Is Biogen Even Buyout Worthy?

Is Biogen Even Buyout Worthy? September 6, 2016
By Mark Terry, Breaking News Staff

Cambridge, Massachusetts – Biogen is often rumored to be either an acquisition target or planning to buy up some company. To date, they have both tended to be just that, rumors. George Budwell, writing for The Motley Fool, takes a hard and clear-eyed look at Biogen, pondering whether the company is a worthwhile takeover target.

The first question, on a practical basis, is how strong the company’s finances are. Generally speaking, Biogen is just fine in that regard. At the company’s second quarter results, total revenues were $2.9 billion, up 12 percent compared to the same period in 2016. It was primarily driven by global revenues from its multiple sclerosis (MS) and hemophilia products. Its MS leader, Tecfidera, brought in $987 million in the quarter, an increase over the first quarter’s $946 million. Its two hemophilia medications, Electate and Alprolix, brought in $125 million and $80 million, respectively.

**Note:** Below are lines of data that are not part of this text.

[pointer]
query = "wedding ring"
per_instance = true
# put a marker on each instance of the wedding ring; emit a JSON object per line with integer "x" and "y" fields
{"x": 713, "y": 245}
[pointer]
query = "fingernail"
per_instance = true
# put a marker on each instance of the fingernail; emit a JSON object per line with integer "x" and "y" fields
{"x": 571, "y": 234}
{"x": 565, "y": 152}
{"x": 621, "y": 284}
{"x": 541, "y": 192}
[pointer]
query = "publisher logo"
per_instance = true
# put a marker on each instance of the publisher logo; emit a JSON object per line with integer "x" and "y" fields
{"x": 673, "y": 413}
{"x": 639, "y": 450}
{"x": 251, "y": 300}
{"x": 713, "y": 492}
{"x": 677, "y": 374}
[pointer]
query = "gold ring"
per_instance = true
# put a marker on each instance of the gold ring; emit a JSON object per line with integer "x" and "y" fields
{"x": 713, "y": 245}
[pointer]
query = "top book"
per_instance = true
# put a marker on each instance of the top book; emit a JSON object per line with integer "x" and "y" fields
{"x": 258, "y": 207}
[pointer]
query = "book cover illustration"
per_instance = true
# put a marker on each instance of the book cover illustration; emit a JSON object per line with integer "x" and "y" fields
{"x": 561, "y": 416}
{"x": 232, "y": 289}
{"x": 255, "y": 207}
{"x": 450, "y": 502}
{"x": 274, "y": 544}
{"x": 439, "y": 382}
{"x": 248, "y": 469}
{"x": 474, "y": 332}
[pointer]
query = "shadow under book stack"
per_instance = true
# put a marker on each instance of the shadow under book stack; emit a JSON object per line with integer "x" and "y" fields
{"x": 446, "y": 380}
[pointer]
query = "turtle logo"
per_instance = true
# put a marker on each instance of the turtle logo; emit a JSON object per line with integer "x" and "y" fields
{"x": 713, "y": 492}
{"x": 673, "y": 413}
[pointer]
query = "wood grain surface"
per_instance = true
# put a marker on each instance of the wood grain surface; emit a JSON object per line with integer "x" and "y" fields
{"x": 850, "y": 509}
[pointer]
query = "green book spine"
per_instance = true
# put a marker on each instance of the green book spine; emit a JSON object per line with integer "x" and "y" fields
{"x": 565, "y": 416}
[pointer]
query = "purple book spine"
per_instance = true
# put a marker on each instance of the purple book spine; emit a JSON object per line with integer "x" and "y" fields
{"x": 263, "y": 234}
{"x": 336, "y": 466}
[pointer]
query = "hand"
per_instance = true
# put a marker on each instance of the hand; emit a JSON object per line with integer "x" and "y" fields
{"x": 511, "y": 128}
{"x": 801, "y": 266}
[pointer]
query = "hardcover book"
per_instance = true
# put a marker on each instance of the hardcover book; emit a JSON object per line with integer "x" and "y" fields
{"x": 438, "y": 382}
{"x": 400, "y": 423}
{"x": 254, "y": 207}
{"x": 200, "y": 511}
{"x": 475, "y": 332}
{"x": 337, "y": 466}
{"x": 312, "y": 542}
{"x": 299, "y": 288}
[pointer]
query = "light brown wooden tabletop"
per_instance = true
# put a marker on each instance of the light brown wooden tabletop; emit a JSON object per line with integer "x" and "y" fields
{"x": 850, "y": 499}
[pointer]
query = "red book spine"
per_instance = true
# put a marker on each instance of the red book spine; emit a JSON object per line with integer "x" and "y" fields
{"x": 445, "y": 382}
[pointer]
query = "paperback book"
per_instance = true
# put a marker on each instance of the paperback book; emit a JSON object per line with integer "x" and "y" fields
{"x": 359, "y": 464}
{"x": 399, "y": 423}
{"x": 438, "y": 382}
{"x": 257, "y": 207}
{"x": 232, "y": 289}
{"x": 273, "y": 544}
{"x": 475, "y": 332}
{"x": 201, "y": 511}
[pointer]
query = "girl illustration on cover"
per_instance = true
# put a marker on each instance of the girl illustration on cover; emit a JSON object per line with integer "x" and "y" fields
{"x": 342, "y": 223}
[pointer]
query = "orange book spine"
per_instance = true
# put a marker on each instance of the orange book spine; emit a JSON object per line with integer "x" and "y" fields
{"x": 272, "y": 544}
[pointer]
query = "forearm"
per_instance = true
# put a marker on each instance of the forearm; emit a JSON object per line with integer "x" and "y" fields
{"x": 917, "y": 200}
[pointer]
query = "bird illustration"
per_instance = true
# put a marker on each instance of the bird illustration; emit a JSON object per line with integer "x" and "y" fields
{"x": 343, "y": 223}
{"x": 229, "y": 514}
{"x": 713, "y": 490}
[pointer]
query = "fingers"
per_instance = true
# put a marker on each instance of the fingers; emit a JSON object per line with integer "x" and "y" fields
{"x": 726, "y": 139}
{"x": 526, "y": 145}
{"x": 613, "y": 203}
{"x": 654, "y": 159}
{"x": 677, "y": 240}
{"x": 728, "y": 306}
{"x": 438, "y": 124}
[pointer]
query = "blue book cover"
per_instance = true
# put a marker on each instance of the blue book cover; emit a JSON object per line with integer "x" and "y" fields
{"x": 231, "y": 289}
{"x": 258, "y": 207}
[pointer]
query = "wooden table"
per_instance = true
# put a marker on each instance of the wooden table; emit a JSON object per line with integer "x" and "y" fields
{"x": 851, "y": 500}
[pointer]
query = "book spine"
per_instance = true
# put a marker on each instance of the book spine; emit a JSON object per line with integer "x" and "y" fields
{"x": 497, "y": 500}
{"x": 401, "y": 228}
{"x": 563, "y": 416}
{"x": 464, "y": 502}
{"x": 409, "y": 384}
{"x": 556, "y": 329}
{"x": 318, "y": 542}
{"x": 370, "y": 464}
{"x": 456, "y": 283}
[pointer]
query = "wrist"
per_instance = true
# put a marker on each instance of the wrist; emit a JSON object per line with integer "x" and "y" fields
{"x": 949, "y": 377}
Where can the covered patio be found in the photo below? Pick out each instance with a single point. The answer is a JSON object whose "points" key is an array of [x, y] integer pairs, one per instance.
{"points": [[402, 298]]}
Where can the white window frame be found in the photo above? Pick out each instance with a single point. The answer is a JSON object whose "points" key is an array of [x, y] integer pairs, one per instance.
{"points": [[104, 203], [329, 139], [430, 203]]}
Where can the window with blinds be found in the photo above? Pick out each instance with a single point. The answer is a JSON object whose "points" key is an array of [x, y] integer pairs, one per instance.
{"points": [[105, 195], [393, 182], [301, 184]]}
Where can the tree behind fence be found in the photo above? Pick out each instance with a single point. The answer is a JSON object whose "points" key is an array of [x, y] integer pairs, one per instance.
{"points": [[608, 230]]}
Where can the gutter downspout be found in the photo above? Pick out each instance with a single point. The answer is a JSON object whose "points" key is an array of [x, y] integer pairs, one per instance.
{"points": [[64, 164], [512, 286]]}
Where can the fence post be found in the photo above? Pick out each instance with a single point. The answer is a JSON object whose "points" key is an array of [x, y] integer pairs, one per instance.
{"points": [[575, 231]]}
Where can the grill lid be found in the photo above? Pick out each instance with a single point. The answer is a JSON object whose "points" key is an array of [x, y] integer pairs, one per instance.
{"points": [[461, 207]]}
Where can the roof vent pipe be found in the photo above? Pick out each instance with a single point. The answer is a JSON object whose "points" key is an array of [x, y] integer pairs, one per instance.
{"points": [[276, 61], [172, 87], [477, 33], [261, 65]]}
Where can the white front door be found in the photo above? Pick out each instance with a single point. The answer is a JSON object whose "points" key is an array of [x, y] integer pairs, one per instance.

Budwell notes that the company only has $6.54 billion in debt, 12-month trailing free cash flows of about $4 billion, and is projecting top line growth for next year of 3.4 percent. Otherwise, in terms of financials, the problem is price. It has a current market cap of $67 billion. Budwell writes, “Biogen sits in the meaty middle of its peer group in terms of its forward P/E ratio. The biotech also doesn’t have nearly the amount of leverage on its balance sheet as most of its fellow biopharma, with a debt-to-equity ratio of only 57.4 percent, perhaps adding yet another layer of value for potential suitors.”

So on the plus side, Biogen dominates the MS market. Sales were expected to slow down partially as a result of a loose link to a rare, fatal brain infection, sales are still growing. Budwell notes that its bigger weakness is a high-risk clinical pipeline focused on central nervous system (CNS) drugs. That is certainly true. In particular, Biogen is swinging for the fences with its Alzheimer’s drug, aducanumab. Since Alzheimer’s drug development is a wasteland of failed drug trials, anyone really working in the field is, pretty much by definition, in a high-risk arena. On the other hand, even a modestly successful drug, if approved, would likely become a blockbuster.

In June, another one of Biogen’s high-risk shots, opicinumab (anti-LINGO-1) to repair the nerve damage caused by MS, failed in a Phase II clinical trial. The company lost $8 billion in market value overnight as a result. Interestingly, although not much has been said about it, Biogen hinted that “evidence of a clinical effect with a complex, unexpected dose-response was observed.” Maybe there’s still hope for the drug for something, but it’s not clear if anyone would consider buying the company on the basis of that.

Aducanumab, on the other hand, has shown some promise for Alzheimer’s, including cutting amyloid-beta plaque from the brain. Budwell seems to be riding both sides of the fence here, saying, “Aducanumab does appear to be well worth the risk, as the Street thinks that an effective Alzheimer’s treatment that’s truly disease-modifying could generate an astounding $20 billion in peak sales.” But he later says, “After all, aducanumab, while intriguing from a peak sales perspective, is more likely than not going to fail in its ongoing late-stage trials if history is any guide.” The glass is, apparently, half-full and half-empty at the same time.

Still, Budwell thinks it’s a real possibility that Allergan or Merck might take a shot at Biogen. Allergan, he writes, “doesn’t seem overly concerned with internal prospects for research and development, but rather the impact an acquisition has on its bottom line. In that sense, an Allergan-Biogen pairing may make sense. Merck, for its part, has made a number of questionable tender offers in the recent past in an attempt to reinvigorate its top line, meaning that it’s not inconceivable for the drugmaker to take a similar approach with Biogen.”